Kepala Badan Pendapatan Pengelolaan Keuangan dan Aset Daerah mempunyai tugas menyelenggarakan penyusunan dan pelaksanaan kebijakan daerah urusan penunjang pemerintahan di bidang pendapatan, pengelolaan keuangan dan aset daerah.

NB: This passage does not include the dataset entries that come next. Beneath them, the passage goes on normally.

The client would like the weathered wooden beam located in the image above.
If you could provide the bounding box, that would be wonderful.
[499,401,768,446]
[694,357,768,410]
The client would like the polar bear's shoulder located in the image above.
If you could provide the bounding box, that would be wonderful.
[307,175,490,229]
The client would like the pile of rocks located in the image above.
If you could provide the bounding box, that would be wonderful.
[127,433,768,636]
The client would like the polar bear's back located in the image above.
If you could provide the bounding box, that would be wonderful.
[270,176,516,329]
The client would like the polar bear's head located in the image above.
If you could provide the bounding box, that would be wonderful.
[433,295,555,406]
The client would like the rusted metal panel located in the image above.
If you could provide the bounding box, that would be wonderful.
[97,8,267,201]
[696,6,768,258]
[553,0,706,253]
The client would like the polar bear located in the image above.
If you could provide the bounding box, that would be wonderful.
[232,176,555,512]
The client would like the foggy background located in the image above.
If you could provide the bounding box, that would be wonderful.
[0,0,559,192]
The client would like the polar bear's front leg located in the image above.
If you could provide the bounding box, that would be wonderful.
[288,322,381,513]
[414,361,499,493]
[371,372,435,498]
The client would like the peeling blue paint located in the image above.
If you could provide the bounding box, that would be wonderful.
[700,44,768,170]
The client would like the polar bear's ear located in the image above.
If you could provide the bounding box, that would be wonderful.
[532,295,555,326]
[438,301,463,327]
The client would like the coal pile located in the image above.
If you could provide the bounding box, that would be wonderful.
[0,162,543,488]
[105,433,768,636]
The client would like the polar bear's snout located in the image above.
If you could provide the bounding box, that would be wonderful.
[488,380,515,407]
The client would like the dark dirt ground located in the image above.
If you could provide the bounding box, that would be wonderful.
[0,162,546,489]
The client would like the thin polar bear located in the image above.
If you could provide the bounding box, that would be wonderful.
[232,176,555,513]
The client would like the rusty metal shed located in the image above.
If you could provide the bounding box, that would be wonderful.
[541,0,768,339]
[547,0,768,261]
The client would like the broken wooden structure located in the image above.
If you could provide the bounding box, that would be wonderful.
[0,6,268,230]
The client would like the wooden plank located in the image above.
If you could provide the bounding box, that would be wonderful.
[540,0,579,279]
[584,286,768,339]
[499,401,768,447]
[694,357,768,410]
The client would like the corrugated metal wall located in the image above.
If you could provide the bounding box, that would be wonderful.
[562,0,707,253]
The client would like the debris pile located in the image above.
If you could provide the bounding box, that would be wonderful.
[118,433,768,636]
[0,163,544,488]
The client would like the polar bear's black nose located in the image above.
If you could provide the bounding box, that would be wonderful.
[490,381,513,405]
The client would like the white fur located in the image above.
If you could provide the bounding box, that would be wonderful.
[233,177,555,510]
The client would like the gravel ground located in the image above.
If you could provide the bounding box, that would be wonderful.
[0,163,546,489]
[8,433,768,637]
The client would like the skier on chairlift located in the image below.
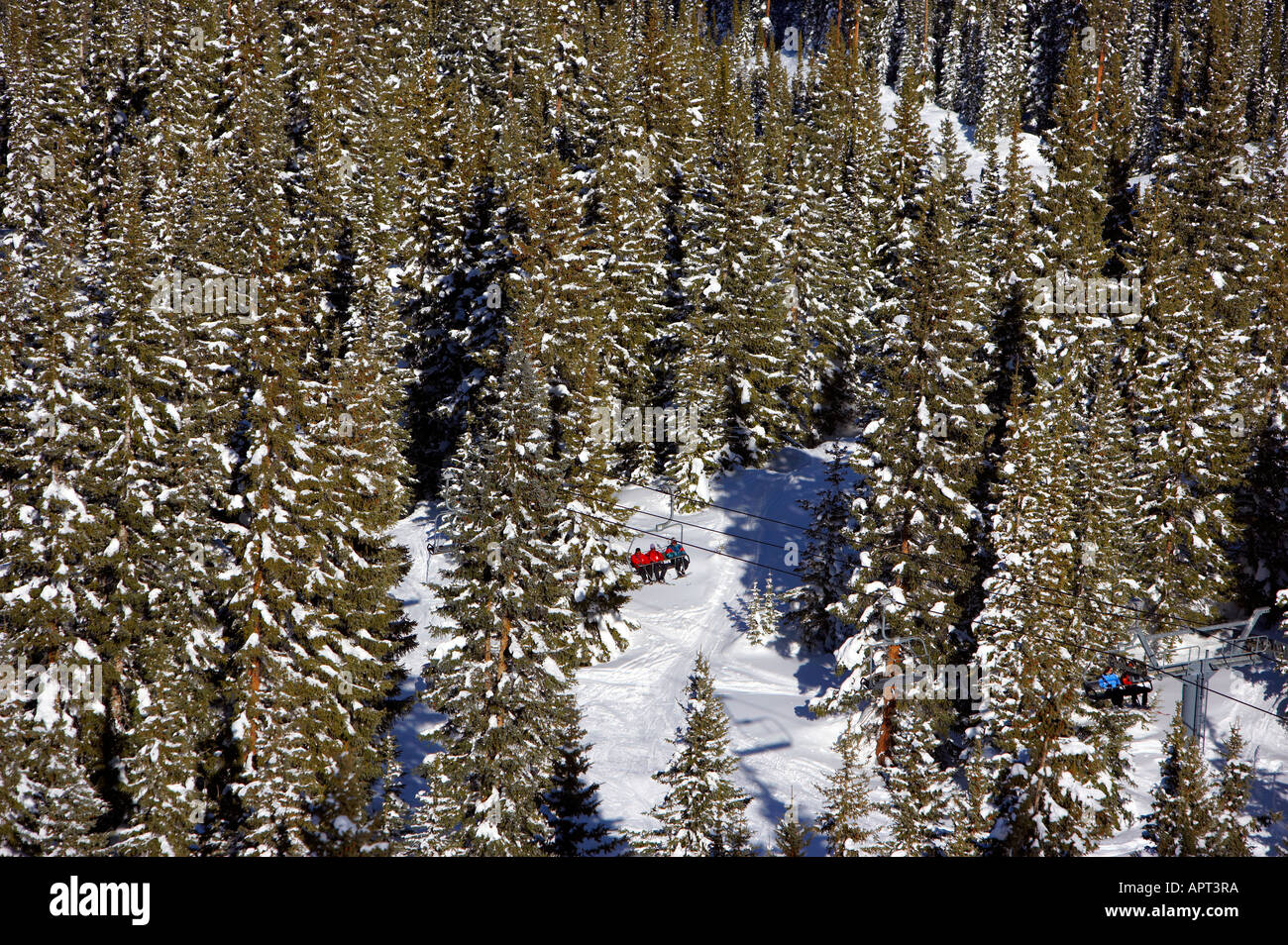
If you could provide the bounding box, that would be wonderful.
[1096,665,1124,705]
[631,549,653,584]
[648,545,666,584]
[664,538,690,578]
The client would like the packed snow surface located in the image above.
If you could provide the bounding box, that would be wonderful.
[398,444,1288,856]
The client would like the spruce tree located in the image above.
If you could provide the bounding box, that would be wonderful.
[815,716,876,856]
[638,653,751,856]
[1143,705,1219,856]
[545,712,625,856]
[1207,723,1253,856]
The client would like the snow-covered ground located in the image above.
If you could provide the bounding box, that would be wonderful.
[398,444,1288,856]
[386,96,1288,856]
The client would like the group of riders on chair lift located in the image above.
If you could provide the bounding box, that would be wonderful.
[1086,663,1154,708]
[631,538,690,584]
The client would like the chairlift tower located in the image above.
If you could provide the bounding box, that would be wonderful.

Tugas tersebut diuraikan sebagai berikut:

  1. menyusun rencana strategis dan rencana kerja badan;
  2. memberikan petunjuk, arahan dan mendistribusikan tugas kepada bawahan;
  3. mempelajari, menelaah peraturan perundang-undangan, keputusan, petunjuk pelaksanaan dan petunjuk teknis program kegiatan badan sesuai dengan bidang tugas;
  4. menyelenggarakan sistem pengendalian intern pelaksanaan kegiatan agar efektif dan efisien sesuai peraturan perundang- undangan;
  5. menerapkan standar pelayanan minimal;
  6. menyusun dan menerapkan standar prosedur operasional sesuai bidang tugas;
  7. menyelenggarakan pengelolaan kesekretariatan, meliputi perencanaan, evaluasi, pelaporan, keuangan, umum dan kepegawaian;
  8. menyusun kebijakan teknis di bidang pendaftaran, pendataan dan dokumentasi;
  9. menyusun kebijakan teknis di bidang penetapan;
  10. menyusun kebijakan teknis di bidang penagihan;
  11. menyusun kebijakan teknis di bidang anggaran;
  12. menyusun kebijakan teknis di bidang perbendaharaan;
  13. menyusun kebijakan teknis di bidang akuntansi;
  14. menyusun kebijakan teknis di bidang aset daerah;
  15. menyelenggarakan urusan penunjang pemerintahan dan pelayanan umum dan/atau perizinan di bidang pendapatan, pengelolaan keuangan dan aset daerah;
  16. menyusun Rencana Anggaran Pendapatan dan Belanja Daerah (RAPBD), perubahan Anggaran Pendapatan dan Belanja Daerah (APBD) dan pertanggungjawaban pelaksanaan Anggaran Pendapatan dan Belanja Daerah (APBD);
  17. menyelenggarakan pengelolaan anggaran;
  18. menyelenggarakan pendaftaran dan pendataan wajib pajak;
  19. menyelenggarakan penetapan Nomor Pokok Wajib Pajak Daerah (NPWPD);
  20. menyelenggarakan pelaksanaan perhitungan, penetapan dan angsuran pajak daerah;
  21. menyelenggarakan pengelolaan dan pembukuan penerimaan pajak;
  22. menyelenggarakan pelaksanaan penagihan atas pembayaran pajak daerah dan kurang bayar pajak daerah;
  23. menyelenggarakan koordinasi pengelolaan pendapatan daerah;
  24. menyelenggarakan kebijakan anggaran pendapatan pajak daerah;
  25. menyelenggarakan pengelolaan perbendaharaan;
  26. menyelenggarakan akuntansi keuangan daerah;
  27. membantu menyelenggarakan pengelolaan barang milik daerah;
  28. memberikan pertimbangan teknis penggunaan barang milik daerah;
  29. menyelenggarakan kerjasama di bidang pendapatan, pengelolaan keuangan dan aset daerah;
  30. menyelenggarakan koordinasi di bidang pendapatan, pengelolaan keuangan dan aset daerah;
  31. menyelenggarakan pengawasan dan pengendalian teknis urusan pendapatan, pengelolaan keuangan dan aset daerah;
  32. menyusun indikator dan pengukuran kinerja di bidang pendapatan, pengelolaan keuangan dan aset daerah;
  33. menyusun laporan hasil pelaksanaan rencana strategis, rencana kerja, LKjIP, LKPJ, LPPD, LKPD dan EKPPD badan;
  34. menyelenggarakan pembinaan unit pelaksana teknis pada badan;
  35. menyelenggarakan pembinaan kelompok jabatan fungsional;
  36. menyelenggarakan pembinaan Penyidik Pegawai Negeri Sipil (PPNS) badan;
  37. melaksanakan koordinasi dengan instansi terkait;
  38. memeriksa dan menilai hasil kerja bawahan secara periodik;
  39. memberikan usul dan saran kepada atasan dalam rangka kelancaran pelaksanaan tugas;
  40. melaporkan hasil pelaksanaan tugas kepada atasan sebagai pertanggungjawaban pelaksanaan tugas; dan melaksanakan tugas tambahan terkait kedinasan yang diberikan oleh atasan.